Scientists made the discovery after picking up a new 'song' while they were studying another group of whales in 2017.
Whales make sounds - described as a song - to communicate with each other.
Each population of whale sings in their own pattern, this helps scientists to identify one group from another.
Although whales are some of the biggest mammals, they are often hard to find!
Dr Salvatore Cerchio, the director of the African Aquatic Conservation Fund's Cetacean Programme, is one of the scientists who was studying a different type of whale when he picked up the new sound.
A blue whale's song is one of the lowest frequency sounds made by any animal and can be heard by other whales over distances of 500 miles.
Dr Cerchio knew the song belonged to a group of whales but not a group he had come across before.
He had also been working with the team of scientists who have been collecting acoustic recordings off the coast of Oman in the Arabian Sea.
This team had also picked up the new song.
Blue whale songs have been studied for years and a few species have been found through their songs.
"With all that work on blue whale songs, to think there was a population out there that no one knew about until 2017, well, it kind of blows your mind," Dr Cerchio said.
Studies revealed that the whales are living from the Arabian Sea coast off Oman, across to the Chagos Archipelago in the central Indian Ocean, and as far south as Madagascar in the southwest Indian Ocean.
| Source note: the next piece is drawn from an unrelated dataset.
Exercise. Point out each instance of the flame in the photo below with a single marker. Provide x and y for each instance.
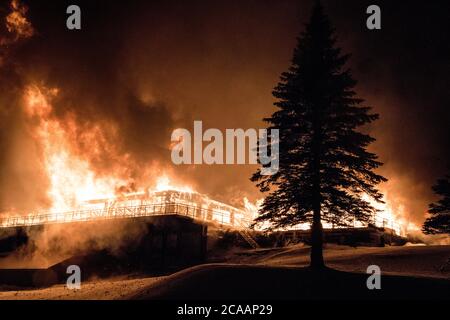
(71, 179)
(163, 183)
(73, 183)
Recordings of the whale song in Oman were discovered when Dr Cerchio's team reported their findings to the International Whaling Commission (IWC) in 2018.
Emmanuelle Leroy and Tracey Rogers from the University of New South Wales were also conducting acoustic research on blue whales in the Indian Ocean and found they had detected the same song pattern.
Andrew Willson, from Five Oceans Environmental Services LLC and who led the recording operation, said: "Before our recording effort off Oman, there was no acoustic data from the Arabian Sea, and so the identity of that population of blue whales was initially just a guess.
"Our work shows that there is a lot more to learn about these animals, and this is an urgent requirement in light of the wide range of threats to large whales related to expanding maritime industries in the region."
Blue whales were hunted so much in the 20th century that they nearly became extinct, but since new laws on whaling, numbers have been slowly increasing.
"For 20 years we have focused work on the highly endangered Arabian Sea humpback whale, for which we believe only about 100 animals remain off the coast of Oman," said Suaad Al Harthi, the executive director of the Environment Society of Oman.